C’è una sequenza del film, molto riuscita, in cui Christian incontra in un locale una ragazza che attira la sua attenzione. Per conquistarla si mette a ballare la “line dance”, ballo tipico del country Usa, senza mai sbagliare un passo. Le è mai successo di sentirsi in difficoltà con una donna?
«Come capita a molti di noi, Christian, in quel momento, non si sente a suo agio, non è facile per nessuno avviare una relazione, soprattutto nelle fasi iniziali, quando è necessario dare un senso ai gesti, alle parole, capire se contengono segnali oppure no. Capita di chiedersi “Questa persona mi sta guardando o mi sbaglio?”, “gli piaccio?”, “se mi avvicino faccio una brutta figura?”. Christian fa la scelta migliore, usa un’arma con cui si sente a suo agio, la capacità di identificare subito lo schema del ballo di gruppo. In fondo tutti possiamo seguire il suo esempio, fare le cose che ci vengono meglio».
In The Accountant 2 (dal 24 nei cinema) torna a essere solo attore e non regista. Qual è il suo mestiere preferito?
«Quando ti ritrovi a lavorare con un regista che stimi, come in questo caso, è tutto molto più facile... però mi piace recitare anche quando il regista sono io, so che in quel caso avrò sempre la possibilità di dire la mia se qualcosa non mi convince. E comunque, dietro la macchina da presa, mi piace prendere tutto il tempo che voglio per girare le cose che ho in mente e anche per ottenere il meglio dagli attori».
The Accountant 2 è un film d’azione immerso nei temi contemporanei. In testa l’intelligenza artificiale. Qual è la sua opinione?

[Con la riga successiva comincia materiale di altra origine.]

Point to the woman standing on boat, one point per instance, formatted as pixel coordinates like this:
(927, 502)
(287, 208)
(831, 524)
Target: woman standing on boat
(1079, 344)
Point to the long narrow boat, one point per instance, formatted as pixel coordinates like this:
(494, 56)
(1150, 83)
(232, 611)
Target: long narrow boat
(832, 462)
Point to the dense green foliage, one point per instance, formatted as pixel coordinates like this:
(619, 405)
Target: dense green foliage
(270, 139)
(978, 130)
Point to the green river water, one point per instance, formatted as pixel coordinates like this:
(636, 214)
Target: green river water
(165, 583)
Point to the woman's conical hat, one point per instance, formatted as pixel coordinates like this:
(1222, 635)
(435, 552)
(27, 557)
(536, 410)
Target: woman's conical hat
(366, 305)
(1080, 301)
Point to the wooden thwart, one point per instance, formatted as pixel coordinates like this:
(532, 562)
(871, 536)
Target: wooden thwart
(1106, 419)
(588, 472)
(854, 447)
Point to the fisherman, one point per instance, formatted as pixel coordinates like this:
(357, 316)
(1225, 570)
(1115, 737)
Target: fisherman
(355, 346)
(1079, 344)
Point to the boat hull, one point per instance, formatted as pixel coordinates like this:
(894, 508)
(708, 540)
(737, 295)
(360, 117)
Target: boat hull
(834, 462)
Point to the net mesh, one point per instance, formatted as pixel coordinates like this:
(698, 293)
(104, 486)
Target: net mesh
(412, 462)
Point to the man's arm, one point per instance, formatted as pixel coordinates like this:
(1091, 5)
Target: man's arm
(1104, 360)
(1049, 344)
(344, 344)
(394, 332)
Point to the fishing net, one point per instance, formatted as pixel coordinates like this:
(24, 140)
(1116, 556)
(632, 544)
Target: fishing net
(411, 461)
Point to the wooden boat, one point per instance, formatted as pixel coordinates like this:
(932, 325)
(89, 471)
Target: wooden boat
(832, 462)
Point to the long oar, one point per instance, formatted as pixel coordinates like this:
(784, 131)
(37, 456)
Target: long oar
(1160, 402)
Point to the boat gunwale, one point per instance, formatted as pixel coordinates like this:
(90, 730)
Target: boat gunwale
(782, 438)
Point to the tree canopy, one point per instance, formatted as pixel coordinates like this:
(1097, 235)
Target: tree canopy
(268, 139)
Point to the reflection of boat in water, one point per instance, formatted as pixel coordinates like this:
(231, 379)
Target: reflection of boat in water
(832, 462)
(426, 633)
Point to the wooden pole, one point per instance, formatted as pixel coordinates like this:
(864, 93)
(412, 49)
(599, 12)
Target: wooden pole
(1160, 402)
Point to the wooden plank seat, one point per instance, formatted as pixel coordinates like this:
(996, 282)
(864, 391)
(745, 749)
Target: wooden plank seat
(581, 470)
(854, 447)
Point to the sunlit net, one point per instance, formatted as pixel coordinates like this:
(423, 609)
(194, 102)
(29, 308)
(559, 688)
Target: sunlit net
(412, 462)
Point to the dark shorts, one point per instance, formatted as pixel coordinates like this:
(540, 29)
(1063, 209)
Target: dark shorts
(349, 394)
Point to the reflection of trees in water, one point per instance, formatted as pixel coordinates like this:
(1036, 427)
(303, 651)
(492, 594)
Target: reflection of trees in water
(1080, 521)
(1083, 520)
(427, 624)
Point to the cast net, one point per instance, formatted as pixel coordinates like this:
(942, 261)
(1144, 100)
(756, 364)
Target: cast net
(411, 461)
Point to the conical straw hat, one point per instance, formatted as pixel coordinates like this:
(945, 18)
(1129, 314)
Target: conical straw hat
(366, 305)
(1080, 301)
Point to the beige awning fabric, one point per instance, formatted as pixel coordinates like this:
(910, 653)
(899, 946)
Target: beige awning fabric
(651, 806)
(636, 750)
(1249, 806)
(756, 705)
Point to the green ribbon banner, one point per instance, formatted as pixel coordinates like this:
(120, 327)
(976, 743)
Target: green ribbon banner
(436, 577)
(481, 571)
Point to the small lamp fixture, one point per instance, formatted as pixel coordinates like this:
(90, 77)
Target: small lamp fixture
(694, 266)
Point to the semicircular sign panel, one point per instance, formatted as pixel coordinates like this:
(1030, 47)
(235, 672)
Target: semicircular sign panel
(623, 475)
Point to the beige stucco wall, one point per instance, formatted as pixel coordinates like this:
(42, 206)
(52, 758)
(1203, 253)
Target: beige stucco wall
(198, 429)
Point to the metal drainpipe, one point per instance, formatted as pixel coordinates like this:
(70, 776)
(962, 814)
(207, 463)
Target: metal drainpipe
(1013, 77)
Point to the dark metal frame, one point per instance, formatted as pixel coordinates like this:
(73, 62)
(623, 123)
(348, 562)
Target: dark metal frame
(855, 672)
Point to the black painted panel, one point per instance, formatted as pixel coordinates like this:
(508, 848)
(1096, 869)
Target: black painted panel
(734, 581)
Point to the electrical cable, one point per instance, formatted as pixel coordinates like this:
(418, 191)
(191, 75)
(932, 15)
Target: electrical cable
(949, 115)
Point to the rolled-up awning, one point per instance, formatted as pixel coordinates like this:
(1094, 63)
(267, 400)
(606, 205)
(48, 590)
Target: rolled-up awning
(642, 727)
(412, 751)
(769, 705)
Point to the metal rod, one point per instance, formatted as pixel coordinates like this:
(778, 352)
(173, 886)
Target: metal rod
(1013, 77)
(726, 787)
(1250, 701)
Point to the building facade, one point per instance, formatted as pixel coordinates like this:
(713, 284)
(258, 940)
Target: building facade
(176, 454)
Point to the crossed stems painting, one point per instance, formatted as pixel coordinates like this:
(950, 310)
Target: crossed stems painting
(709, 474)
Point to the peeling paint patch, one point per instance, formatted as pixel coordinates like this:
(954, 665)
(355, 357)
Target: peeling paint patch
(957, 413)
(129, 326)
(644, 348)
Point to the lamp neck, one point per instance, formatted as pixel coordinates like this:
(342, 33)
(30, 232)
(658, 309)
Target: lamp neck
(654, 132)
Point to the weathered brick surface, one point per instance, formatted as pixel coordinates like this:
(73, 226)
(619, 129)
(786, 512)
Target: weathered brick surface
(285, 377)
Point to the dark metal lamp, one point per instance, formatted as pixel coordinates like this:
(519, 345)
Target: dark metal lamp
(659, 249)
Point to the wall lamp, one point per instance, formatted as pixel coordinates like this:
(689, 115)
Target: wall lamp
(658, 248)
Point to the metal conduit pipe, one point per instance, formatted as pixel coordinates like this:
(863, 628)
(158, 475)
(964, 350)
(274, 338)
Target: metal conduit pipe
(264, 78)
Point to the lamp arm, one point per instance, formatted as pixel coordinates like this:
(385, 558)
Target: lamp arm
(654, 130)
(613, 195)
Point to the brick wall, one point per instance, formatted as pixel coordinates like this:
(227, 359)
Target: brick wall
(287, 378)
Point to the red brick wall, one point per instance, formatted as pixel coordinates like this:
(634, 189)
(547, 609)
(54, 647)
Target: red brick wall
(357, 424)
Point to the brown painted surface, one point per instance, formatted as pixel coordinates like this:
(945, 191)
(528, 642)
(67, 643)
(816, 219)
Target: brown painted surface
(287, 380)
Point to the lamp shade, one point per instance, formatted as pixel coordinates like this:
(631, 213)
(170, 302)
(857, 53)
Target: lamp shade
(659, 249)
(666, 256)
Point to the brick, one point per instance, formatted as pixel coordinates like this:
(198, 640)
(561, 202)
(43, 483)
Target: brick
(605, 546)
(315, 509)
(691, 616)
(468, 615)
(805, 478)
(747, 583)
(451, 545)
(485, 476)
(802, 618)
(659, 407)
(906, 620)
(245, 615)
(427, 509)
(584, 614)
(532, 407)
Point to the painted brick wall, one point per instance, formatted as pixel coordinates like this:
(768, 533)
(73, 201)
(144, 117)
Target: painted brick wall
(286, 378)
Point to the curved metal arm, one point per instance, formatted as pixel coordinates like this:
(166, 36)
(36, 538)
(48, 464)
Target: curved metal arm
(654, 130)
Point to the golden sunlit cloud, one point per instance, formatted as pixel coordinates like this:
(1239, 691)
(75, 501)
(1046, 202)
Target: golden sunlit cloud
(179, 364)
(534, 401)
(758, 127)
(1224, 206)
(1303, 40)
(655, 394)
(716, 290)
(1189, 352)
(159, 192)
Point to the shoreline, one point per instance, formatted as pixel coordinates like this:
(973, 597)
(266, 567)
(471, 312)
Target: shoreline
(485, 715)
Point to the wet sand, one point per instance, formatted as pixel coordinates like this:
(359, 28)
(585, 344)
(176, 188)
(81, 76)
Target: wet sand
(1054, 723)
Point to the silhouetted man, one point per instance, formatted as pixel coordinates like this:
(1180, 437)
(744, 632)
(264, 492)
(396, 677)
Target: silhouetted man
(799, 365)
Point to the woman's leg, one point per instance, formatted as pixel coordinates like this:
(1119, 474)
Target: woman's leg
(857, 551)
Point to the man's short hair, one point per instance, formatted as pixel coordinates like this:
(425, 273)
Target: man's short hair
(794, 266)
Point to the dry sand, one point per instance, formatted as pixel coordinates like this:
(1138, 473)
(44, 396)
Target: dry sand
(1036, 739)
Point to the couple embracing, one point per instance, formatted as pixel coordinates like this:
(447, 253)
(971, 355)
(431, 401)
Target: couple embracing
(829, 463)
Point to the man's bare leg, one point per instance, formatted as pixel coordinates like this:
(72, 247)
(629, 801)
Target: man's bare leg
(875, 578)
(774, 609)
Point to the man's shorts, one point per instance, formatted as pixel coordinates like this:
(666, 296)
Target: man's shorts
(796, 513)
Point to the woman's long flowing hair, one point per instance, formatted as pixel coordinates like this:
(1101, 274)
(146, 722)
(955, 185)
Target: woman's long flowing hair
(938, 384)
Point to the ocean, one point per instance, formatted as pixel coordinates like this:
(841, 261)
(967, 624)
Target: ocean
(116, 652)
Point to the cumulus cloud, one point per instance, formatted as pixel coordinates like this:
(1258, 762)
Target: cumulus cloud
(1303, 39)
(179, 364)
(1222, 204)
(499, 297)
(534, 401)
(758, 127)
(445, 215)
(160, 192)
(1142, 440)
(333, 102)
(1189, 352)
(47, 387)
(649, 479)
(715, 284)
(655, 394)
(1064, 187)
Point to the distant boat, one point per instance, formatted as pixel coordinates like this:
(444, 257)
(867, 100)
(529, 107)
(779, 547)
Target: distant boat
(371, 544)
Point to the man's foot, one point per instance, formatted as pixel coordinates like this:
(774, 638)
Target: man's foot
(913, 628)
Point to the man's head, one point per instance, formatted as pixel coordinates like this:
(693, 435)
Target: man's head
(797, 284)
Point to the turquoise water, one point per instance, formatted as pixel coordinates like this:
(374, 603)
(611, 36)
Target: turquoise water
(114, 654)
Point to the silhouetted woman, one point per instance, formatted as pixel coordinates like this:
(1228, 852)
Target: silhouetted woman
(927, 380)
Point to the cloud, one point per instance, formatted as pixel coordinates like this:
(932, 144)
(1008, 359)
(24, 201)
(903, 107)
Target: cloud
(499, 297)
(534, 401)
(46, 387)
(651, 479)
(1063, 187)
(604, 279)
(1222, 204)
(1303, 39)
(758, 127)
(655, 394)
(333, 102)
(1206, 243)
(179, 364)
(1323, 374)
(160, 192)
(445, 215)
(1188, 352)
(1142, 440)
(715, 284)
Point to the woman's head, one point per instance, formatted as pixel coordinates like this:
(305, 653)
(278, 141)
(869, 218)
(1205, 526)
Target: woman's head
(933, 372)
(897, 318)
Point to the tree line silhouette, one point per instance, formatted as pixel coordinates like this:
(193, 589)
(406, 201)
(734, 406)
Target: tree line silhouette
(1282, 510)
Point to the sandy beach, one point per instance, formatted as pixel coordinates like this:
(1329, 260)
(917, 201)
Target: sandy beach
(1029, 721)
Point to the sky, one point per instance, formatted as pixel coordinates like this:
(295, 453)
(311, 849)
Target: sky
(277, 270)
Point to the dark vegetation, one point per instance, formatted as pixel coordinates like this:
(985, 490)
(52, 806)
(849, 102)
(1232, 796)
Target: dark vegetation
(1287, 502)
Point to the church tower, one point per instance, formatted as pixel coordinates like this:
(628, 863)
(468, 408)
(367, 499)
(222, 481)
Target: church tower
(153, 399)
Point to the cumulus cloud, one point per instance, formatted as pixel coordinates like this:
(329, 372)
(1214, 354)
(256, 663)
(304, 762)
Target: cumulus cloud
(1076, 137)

«Non me ne occupo in prima persona, ma sto valutando con grande attenzione che cosa comporterà il suo utilizzo nel settore cinematografico. La mia prima reazione non è stata positiva, ho pensato che l’AI finirà per distruggerci tutti perché è evidente che il nostro mestiere può essere facilmente clonato, replicato. Poi, invece, ho capito che il meccanismo della recitazione, se paragonato ad altre funzioni in altri ambiti professionali, è molto più difficile da riprodurre».
L’uso dell’A. I. è stato uno dei temi cruciali della protesta che ha paralizzato Hollywood un paio di anni fa. Secondo lei come finirà?
«Credo che nei contratti degli attori, d’ora in poi, debba essere inserita una clausola che sancisca la possibilità di scegliere se si vuole essere rigenerati oppure no. Se si accetta, bisogna calcolare il valore economico dell’assenso e quindi ci devono essere compensi adeguati».
Ha parlato più volte dell’eccessiva attenzione dei media per la sua vita privata. Ha imparato a conviverci?
«Non ho ancora capito perché ci sia un interesse così morboso nei confronti della mia vita, ma ci sono cose peggiori... Ho deciso di concentrarmi su un unico punto, sapere bene che cosa stia succedendo davvero nella mia esistenza».